Dat veel bedrijven de laatste tijd toch hebben besloten mensen te ontslaan, is volgens Evers deels toe te schrijven aan kuddegedrag. ‘Veel werkgevers lopen in deze periode als lemmingen achter elkaar aan naar de rand van het ravijn. Als iedereen mensen ontslaat, zal het bij ons ook wel nodig zijn, denken ze.’

Er mogen veel redenen zijn om terughoudend te zijn met ontslag, het aanhouden van een overcapaciteit aan mensen, het zogenaamde hoarding, kost ook veel geld, stelt Marc De Vos van het Belgische Itinera-instituut, een denktank die zich bezighoudt met duurzame economische groei en sociale bescherming. ‘In een laagconjunctuur kunnen bedrijven dat maar in zeer beperkte mate.’

Dat massaontslagen tijdens een recessie ook positief uit kunnen pakken, blijkt bovendien uit het voorbeeld van General Electrics, dat in de jaren tachtig meer dan 100 duizend werknemers ontsloeg. Toenmalig topman van het bedrijf Jack Welch, die aan de achtereenvolgende saneringsrondes, de bijnaam Neutron Jack overhield, wist de verkopen van het bedrijf in de periode van de bezuinigingen te verdrievoudigen. Het leverde hem, naast zijn bijnaam, ook de status van managementgoeroe op.
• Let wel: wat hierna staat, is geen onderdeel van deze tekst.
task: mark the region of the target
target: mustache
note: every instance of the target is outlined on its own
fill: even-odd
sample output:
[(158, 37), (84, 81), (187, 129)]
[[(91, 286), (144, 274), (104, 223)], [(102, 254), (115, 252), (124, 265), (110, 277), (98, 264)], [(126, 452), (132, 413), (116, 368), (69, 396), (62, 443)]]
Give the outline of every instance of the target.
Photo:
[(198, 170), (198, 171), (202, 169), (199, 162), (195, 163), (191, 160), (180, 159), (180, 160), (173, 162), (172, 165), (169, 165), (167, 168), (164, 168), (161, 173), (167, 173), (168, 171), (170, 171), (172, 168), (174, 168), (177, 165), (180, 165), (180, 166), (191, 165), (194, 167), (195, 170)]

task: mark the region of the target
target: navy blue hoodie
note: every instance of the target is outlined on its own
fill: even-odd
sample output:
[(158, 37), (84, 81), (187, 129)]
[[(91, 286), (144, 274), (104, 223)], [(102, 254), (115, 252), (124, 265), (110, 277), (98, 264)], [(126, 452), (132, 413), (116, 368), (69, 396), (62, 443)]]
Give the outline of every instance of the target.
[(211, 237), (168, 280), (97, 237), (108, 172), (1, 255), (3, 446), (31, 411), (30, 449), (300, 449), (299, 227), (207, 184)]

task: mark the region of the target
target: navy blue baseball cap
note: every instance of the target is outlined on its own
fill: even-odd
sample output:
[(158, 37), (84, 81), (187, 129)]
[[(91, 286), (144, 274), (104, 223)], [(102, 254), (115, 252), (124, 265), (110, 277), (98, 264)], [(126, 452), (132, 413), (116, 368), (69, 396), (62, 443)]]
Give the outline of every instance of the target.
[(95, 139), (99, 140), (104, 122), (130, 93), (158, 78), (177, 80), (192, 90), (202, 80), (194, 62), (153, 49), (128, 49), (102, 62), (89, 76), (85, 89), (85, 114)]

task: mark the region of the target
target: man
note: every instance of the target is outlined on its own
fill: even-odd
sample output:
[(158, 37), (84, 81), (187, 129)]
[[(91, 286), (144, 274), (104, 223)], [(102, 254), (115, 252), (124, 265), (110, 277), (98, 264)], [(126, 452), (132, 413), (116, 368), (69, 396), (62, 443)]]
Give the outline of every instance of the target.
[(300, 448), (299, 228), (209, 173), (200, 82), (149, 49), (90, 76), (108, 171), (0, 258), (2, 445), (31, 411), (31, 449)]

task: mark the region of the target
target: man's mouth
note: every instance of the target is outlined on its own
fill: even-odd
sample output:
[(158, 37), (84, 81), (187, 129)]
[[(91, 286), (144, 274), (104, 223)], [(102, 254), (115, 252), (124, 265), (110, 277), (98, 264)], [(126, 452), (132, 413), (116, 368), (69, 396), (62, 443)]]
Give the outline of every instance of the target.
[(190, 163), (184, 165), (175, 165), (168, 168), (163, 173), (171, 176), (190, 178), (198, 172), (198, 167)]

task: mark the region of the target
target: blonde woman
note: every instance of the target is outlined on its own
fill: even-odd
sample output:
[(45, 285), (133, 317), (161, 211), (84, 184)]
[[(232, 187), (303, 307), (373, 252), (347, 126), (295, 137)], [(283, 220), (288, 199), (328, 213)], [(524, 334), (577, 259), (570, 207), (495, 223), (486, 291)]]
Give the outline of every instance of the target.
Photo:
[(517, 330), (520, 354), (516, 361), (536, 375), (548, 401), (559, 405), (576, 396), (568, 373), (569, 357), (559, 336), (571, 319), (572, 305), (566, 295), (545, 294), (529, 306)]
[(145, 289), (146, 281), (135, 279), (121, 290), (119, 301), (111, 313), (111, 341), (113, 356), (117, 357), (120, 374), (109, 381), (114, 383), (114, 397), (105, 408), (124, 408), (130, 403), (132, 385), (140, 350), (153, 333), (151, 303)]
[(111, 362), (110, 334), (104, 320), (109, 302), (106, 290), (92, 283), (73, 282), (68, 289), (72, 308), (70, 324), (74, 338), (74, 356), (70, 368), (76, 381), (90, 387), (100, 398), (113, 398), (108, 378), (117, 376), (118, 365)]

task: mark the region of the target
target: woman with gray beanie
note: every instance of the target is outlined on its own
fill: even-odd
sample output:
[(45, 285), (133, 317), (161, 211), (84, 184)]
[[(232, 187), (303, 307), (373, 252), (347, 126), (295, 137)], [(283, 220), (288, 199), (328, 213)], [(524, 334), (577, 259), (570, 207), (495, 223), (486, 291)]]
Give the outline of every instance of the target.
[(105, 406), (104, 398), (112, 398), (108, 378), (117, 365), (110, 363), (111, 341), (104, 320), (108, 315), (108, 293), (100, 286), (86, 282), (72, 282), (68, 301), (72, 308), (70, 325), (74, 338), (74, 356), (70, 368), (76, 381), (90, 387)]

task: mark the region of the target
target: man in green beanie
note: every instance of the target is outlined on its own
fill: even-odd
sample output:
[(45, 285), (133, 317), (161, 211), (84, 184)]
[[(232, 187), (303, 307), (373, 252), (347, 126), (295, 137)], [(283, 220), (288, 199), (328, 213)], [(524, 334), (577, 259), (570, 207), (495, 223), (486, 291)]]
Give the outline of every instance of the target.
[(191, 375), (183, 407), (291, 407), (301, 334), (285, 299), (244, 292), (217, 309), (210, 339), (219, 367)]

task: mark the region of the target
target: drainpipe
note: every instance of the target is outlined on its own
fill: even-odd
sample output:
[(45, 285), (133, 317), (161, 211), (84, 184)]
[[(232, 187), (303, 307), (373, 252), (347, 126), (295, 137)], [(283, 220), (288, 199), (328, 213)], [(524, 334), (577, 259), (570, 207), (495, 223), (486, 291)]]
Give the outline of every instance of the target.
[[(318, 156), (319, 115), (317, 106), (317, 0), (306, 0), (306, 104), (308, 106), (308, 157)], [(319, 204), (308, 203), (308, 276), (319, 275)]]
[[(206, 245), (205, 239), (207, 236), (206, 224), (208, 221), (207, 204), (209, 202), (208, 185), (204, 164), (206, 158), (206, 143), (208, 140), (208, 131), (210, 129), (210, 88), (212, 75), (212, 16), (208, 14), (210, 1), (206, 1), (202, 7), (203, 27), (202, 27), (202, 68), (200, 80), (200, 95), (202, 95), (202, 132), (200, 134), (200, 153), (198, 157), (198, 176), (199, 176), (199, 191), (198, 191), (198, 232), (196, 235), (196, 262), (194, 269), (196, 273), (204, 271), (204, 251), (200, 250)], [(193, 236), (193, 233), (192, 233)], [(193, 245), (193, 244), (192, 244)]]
Massaontslag moet je als bedrijf alleen doen als je echt niet anders meer kunt, stellen Bowman en Dougherty. Voor werknemers van bedrijven die al zover zijn, biedt onderzoek uit 2004 van de Amerikanen William Baumol en Alan Blinder hoop. Zij stelden vast dat bedrijven niet doen wat ze zeggen. Bij ruim de helft van de 133 bedrijven die in 1990 zeiden massaontslagen door te voeren, bleek acht jaar later het personeelsbestand juist flink te zijn uitgedijd.